Using deep Gaussian processes with GPflux for Bayesian optimization.#

[1]:
import numpy as np
import tensorflow as tf

np.random.seed(1794)
tf.random.set_seed(1794)

Describe the problem#

In this notebook, we show how to use deep Gaussian processes (DGPs) for Bayesian optimization using Trieste and GPflux. DGPs may be better for modeling non-stationary objective functions than standard GP surrogates, as discussed in [DKvdH+17, HBB+19].

In this example, we look to find the minimum value of the two- and five-dimensional Michalewicz functions over the hypercubes \([0, pi]^2\)/\([0, pi]^5\). We compare a two-layer DGP model with GPR, using Thompson sampling for both.
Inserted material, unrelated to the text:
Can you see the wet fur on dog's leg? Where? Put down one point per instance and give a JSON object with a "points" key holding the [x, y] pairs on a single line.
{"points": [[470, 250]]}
The Michalewicz functions are highly non-stationary and have a global minimum that’s hard to find, so DGPs might be more suitable than standard GPs, which may struggle because they typically have stationary kernels that cannot easily model non-stationarities.

[2]:
import gpflow
from trieste.objectives import Michalewicz2, Michalewicz5
from trieste.objectives.utils import mk_observer
from trieste.experimental.plotting import plot_function_plotly

function = Michalewicz2.objective
F_MINIMIZER = Michalewicz2.minimum

search_space = Michalewicz2.search_space

fig = plot_function_plotly(function, search_space.lower, search_space.upper)
fig.update_layout(height=800, width=800)
fig.show()

Sample the observer over the search space#

We set up the observer as usual, using Sobol sampling to sample the initial points.

[3]:
import trieste

observer = mk_observer(function)

num_initial_points = 20
num_steps = 20
initial_query_points = search_space.sample_sobol(num_initial_points)
initial_data = observer(initial_query_points)

Model the objective function#

The Bayesian optimization procedure estimates the next best points to query by using a probabilistic model of the objective. We’ll use a two layer deep Gaussian process (DGP), built using GPflux. We also compare to a (shallow) GP.
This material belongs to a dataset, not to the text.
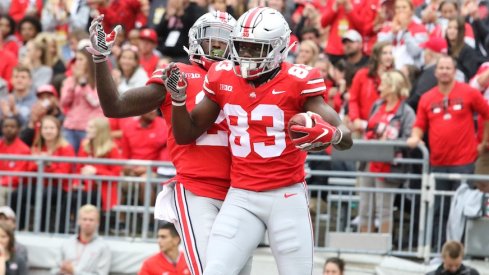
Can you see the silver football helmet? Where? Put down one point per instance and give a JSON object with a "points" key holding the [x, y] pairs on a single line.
{"points": [[259, 42], [205, 35]]}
Since DGPs can be hard to build, Trieste provides some basic architectures: here we use the build_vanilla_deep_gp function which returns a GPflux model of DeepGP class. As with other models (e.g. GPflow), we cannot use it directly in Bayesian optimization routines, we need to pass it through an appropriate wrapper, DeepGaussianProcess wrapper in this case. Additionally, since the GPflux interface does not currently support copying DGP architectures, if we wish to have the Bayesian optimizer track the model state, we need to pass in the DGP as a callable closure so that the architecture can be recreated when required (alternatively, we can set set_state=False on the optimize call).

A few other useful notes regarding building a DGP model: The DGP model requires us to specify the number of inducing points, as we don’t have the true posterior. To train the model we have to use a stochastic optimizer; Adam is used by default, but we can use other stochastic optimizers from TensorFlow. GPflux allows us to use the Keras fit method, which makes optimizing a lot easier - this method is used in the background for training the model.

[4]:
from functools import partial

from trieste.models.gpflux import DeepGaussianProcess, build_vanilla_deep_gp


def build_dgp_model(data, search_space):
    dgp = partial(
        build_vanilla_deep_gp,
        data,
        search_space,
        2,
        100,
        likelihood_variance=1e-5,
        trainable_likelihood=False,
    )
    return DeepGaussianProcess(dgp)


dgp_model = build_dgp_model(initial_data, search_space)
WARNING:tensorflow:From /opt/hostedtoolcache/Python/3.7.16/x64/lib/python3.7/site-packages/tensorflow_probability/python/distributions/distribution.py:342: calling MultivariateNormalDiag.__init__ (from tensorflow_probability.python.distributions.mvn_diag) with scale_identity_multiplier is deprecated and will be removed after 2020-01-01.
Instructions for updating:
`scale_identity_multiplier` is deprecated; please combine it into `scale_diag` directly instead.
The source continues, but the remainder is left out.